The project aimed at navigation of a quadcopter in AirSIM where the control policy was learned using DQN algorithm with depth image as input to the policy. The quadcopter learned to navigate in an urban environment to reach the destination point. We trained the policy for two cases: 2D and 3D action space to compare the performance. A paper summarising the work was published at IEEE AUTEEE.

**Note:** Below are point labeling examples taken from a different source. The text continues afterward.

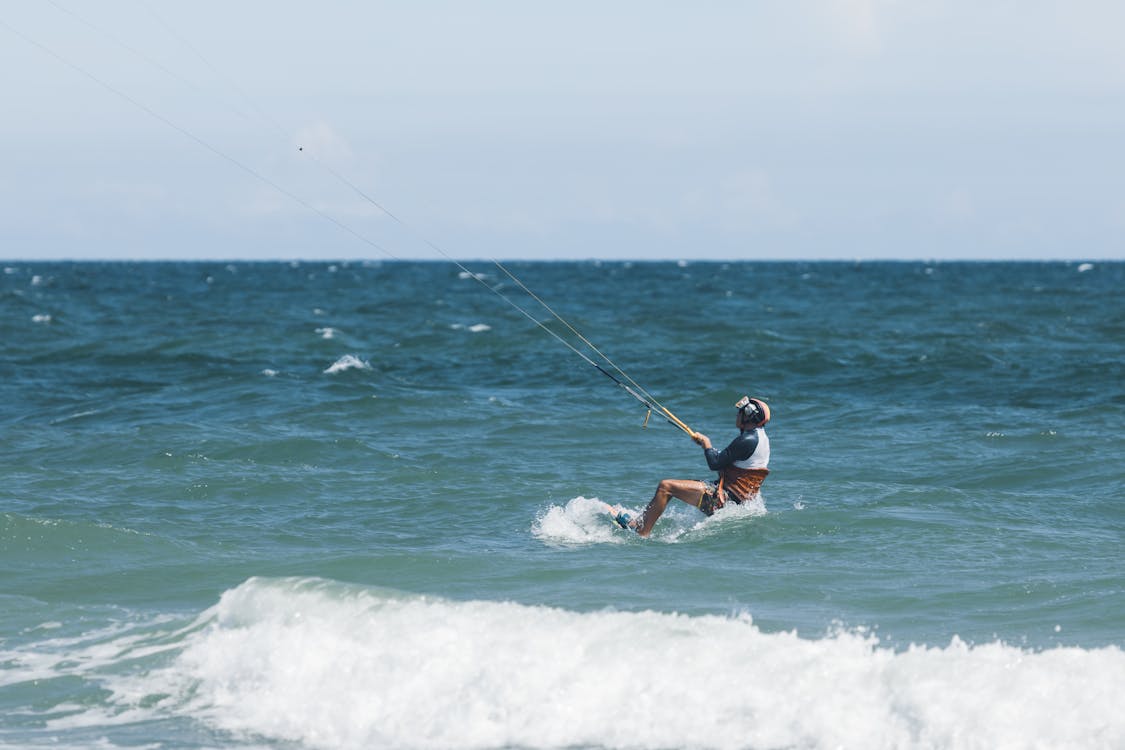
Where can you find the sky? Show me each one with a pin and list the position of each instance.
(617, 129)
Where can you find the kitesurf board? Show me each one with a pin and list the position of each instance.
(619, 515)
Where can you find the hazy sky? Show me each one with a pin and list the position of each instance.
(788, 129)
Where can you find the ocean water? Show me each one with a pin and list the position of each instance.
(359, 505)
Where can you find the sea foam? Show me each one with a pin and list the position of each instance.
(340, 666)
(348, 362)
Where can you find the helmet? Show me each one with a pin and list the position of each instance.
(753, 410)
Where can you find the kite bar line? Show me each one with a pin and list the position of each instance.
(624, 381)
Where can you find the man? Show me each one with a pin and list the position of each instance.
(741, 466)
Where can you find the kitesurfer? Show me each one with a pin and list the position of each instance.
(741, 466)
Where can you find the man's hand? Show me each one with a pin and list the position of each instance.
(701, 440)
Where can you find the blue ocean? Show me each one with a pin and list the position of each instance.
(361, 505)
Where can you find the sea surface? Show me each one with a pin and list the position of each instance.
(361, 505)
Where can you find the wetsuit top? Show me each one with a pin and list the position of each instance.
(744, 463)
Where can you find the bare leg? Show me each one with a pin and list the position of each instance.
(689, 490)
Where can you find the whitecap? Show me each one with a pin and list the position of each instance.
(309, 662)
(348, 362)
(476, 327)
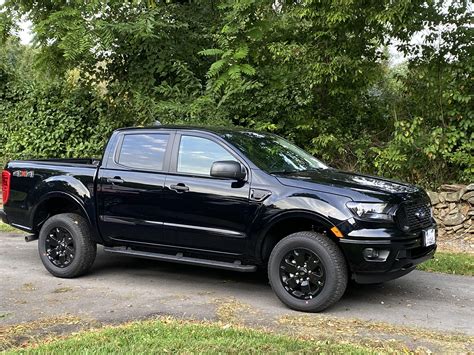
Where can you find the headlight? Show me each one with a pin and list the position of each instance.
(372, 211)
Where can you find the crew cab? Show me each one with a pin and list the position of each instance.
(224, 198)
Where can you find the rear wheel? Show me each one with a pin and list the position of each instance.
(65, 246)
(307, 271)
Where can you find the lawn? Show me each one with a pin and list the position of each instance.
(173, 336)
(450, 263)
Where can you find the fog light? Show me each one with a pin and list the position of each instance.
(371, 253)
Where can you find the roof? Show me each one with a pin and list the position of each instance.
(217, 130)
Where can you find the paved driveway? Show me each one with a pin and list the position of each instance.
(122, 288)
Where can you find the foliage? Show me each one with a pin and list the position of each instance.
(317, 72)
(185, 337)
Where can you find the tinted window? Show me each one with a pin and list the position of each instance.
(144, 151)
(196, 155)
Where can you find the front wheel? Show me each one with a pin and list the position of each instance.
(307, 271)
(65, 246)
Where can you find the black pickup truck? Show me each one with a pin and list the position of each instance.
(230, 199)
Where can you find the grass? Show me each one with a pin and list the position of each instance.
(444, 262)
(174, 336)
(7, 228)
(450, 263)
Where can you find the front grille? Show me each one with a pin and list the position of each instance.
(414, 215)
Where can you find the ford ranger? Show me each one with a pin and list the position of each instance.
(224, 198)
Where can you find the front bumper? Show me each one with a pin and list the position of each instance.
(405, 252)
(3, 216)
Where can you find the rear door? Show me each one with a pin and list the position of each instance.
(204, 212)
(131, 184)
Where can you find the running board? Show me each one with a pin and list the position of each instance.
(179, 258)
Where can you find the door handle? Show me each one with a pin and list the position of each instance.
(115, 180)
(179, 187)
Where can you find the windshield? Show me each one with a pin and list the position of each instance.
(273, 154)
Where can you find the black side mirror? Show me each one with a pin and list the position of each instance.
(228, 169)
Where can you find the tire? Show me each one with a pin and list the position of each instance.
(330, 270)
(73, 230)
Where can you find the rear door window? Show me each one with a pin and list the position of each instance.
(197, 154)
(143, 151)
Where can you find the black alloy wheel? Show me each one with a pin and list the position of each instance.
(60, 248)
(65, 245)
(307, 271)
(302, 274)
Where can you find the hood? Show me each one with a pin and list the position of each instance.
(356, 186)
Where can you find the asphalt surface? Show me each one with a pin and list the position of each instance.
(122, 288)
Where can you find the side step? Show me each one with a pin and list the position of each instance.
(179, 258)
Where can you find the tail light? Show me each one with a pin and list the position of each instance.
(6, 185)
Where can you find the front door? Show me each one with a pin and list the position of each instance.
(130, 188)
(204, 212)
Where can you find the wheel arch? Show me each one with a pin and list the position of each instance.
(58, 202)
(291, 222)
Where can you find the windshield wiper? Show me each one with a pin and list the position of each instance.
(282, 172)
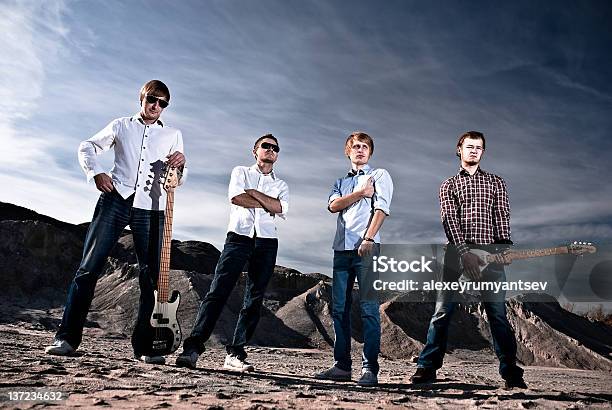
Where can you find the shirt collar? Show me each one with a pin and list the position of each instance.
(463, 171)
(254, 167)
(138, 117)
(363, 171)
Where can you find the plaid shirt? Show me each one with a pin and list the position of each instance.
(474, 209)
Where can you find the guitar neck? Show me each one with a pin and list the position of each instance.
(536, 253)
(163, 280)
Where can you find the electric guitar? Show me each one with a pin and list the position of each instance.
(576, 248)
(166, 333)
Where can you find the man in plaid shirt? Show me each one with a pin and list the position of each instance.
(475, 211)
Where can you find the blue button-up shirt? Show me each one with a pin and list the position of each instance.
(353, 221)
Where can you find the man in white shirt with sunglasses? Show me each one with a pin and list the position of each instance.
(132, 195)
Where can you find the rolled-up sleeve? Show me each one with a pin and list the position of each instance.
(335, 193)
(237, 183)
(283, 197)
(383, 190)
(94, 146)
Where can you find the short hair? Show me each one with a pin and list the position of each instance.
(361, 137)
(475, 135)
(263, 137)
(155, 87)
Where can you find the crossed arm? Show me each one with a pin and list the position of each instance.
(253, 198)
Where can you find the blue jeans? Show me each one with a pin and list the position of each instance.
(260, 254)
(348, 265)
(111, 216)
(504, 341)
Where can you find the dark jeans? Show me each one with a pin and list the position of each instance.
(260, 253)
(348, 265)
(111, 216)
(504, 341)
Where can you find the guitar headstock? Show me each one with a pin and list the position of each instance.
(170, 178)
(580, 248)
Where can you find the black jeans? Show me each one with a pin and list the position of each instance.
(504, 341)
(112, 215)
(260, 253)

Quadcopter training to navigate in AirSIM environment

Network Architecture

A CNN based network was used as our RL policy where the input to the network was depth image of the front view of the quadcopter. For the 2D action space, there were three final outputs of the network - straight, yaw left and yaw right. While for the 3D action space, there were six - straight, yaw left, yaw right, move up, move down and pass(do nothing).

Network Architecture

Rewards

The reward was set up such that the target position reaching for the drone is encouraged. While for collision, a reward of -100 is given. For our destination a curb limit of 400 was set i.e. if the drone takes more than 400 steps to reach the goal then a reward of -100 is given. Finally, reaching the goal before 400 steps, gives a reward of +100. Reward setting for both 2D and 3D cases have been discussed in the paper in depth.

Results

The quadcopter learned to navigate in 2D and 3D action space to reach the final destination position. The trained DQN policy was then tested in AirSIM. A detailed analysis of the results and training of the RL agent has been discussed in the paper.

Obstacle avoidance: (a) The house is in the way of the quadcopter so (b) it slows down and (c) starts initiating the turn to avoid the collision. (d) Finally, the turn is accomplished and (e) the quadcopter starts moving along the house (f) until it reaches the end where it will move back to its original direction.